Also, at the moment when Winnie had given Pearl the box, Pearl had said, "it's empty." The gift even begins as a misunderstanding. Whereas Winnie sees it as a place to keep treasures, Pearl sees it as an empty space. And still, there is an irony in this gift because later it is what will show mother and daughter to be alike. They have both kept their lost parents in secret hiding places, and they have both been bottling up their anger and sadness. The irony and paradox in all of this is that what keeps them apart is what they have most in common and what they have most in common is what keeps them apart.

How are the female characters in the novel different from the male characters?

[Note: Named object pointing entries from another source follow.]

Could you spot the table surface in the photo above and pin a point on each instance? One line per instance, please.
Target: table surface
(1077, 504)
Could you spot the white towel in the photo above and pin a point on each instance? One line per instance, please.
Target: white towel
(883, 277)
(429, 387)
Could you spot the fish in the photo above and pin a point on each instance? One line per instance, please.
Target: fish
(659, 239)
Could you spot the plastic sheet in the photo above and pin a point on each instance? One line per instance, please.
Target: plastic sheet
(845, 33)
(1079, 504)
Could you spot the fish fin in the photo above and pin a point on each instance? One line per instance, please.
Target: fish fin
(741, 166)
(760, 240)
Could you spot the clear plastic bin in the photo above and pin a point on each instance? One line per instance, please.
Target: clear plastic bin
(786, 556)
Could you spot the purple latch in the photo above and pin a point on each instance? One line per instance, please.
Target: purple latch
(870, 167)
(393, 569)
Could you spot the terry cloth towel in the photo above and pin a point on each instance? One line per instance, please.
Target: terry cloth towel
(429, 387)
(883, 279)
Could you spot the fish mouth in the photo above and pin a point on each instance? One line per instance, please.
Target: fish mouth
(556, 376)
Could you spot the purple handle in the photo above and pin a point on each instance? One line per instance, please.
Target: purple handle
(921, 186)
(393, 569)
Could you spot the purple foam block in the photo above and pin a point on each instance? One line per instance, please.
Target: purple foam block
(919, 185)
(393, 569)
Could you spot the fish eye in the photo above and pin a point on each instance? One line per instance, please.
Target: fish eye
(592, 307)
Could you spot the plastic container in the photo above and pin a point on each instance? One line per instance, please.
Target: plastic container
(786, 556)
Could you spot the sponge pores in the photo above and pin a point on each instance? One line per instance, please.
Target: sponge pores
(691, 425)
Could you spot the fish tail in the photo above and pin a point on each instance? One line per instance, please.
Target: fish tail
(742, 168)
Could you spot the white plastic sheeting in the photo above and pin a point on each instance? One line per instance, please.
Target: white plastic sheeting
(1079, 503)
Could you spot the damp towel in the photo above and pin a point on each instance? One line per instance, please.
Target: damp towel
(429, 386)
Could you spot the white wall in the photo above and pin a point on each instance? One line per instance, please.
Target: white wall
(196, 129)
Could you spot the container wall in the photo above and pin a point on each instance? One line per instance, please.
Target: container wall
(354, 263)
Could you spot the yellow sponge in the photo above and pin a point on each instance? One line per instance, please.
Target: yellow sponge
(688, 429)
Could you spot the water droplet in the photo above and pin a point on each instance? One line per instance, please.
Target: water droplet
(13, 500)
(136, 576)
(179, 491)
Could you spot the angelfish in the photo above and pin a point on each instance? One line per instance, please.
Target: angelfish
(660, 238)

The female characters in the novel are the fullest characters. Amy Tan illustrates both their strengths and their faults, whereas the leading male characters are either "good" or "bad," and remain simply one-dimensional throughout. The question that arises out of this observation, however, is whether this fact is fitting to the novel or whether it is simply a flaw in the author's ability to create well-rounded, male characters. There is no one answer to this question. However, it is important to keep in mind that the main characters are women and that the importance of the men lies mostly in how they relate to those main female characters. Therefore, the male characters may be one-dimensional because this is how they are seen through the women. Therefore the characteristic that Tan draws upon in each male figure is the characteristic that has affected Winnie's (the main narrator) life the most. For example, because Wen Fu was so cruel to Winnie, she cannot see him as anything else but a monster. And, similarly, because Jimmy Louie showed her love and salvation, she cannot see him as anything other than "good." Thus, when seen through the eyes of the women, who are the main focus of the novel, the one-dimensionality of the male characters is fitting.